I am running OpenStack Newton as HA deployment on Ubuntu 16.04 vSphere VMs in conjuntion with a Ceph Storage (Jewel). The deployment comprises:
Everything is up and running. There are no configuration issues known regarding the OpenStack environment. The same setup is working properly on "real" hardware-based machines.

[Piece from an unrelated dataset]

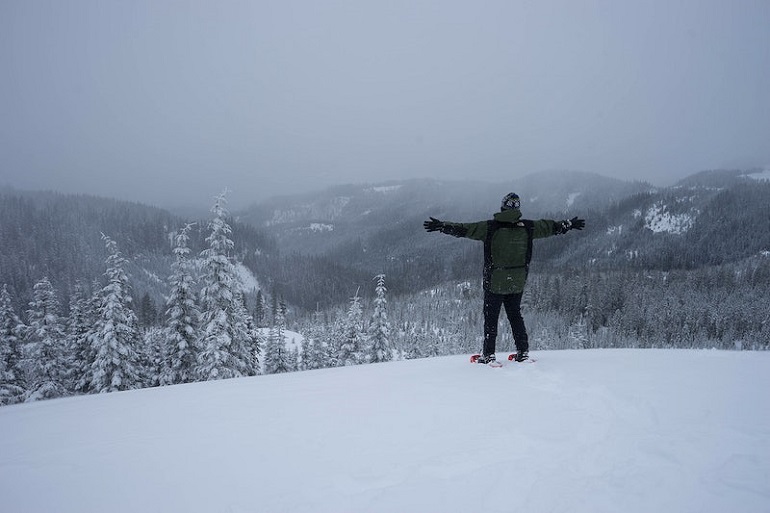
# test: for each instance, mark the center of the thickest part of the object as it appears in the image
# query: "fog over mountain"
(170, 103)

Unfortunately, I am confronted with segfaults occasionally occurring at startup of my OpenStack VMs (tested with Ubuntu 14.04/16.04). These segfaults appear randomly in different Ubuntu services, unforeseeable where and when. Theses faults are definitely not software-related and appear only when OpenStack VMs are configured with more than 1 vCPU. The probability to create a broken OpenStack VM rises with the vCPU count which means segfaults occur more frequently in an OpenStack VM with 4 vCPUs than in one VM with only 2 vCPUs configured and never happen in VMs with only 1 vCPU. I was able to spawn and destroy 500 VMs successfully in series using only 1 vCPU.
ESX/ESXi-Version: VMware ESXi, 6.0.0, 3825889
I am using KVM/QEMU as hypervisor on my compute nodes, so there must be a problem when running KVM on ESXi-based nodes. Hardware virtualization support is activated for my vSphere VMs:
$ egrep -c '(vmx|svm)' /proc/cpuinfo
INFO: /dev/kvm exists
KVM acceleration can be used
I have also tested using a different clock source for my vSphere VMs and switched from tsc to acpi_pm, but the issue is still occurring when more than 1 vCPU is configured in my OpenStack VMs. All OpenStack guest VMs use kvm-clock as clock source.
The problem must be related with ESXi, because KVM on real hardware works without any issues independently of how many vCPUs are configured for an OpenStack VM.
Any hints what to do?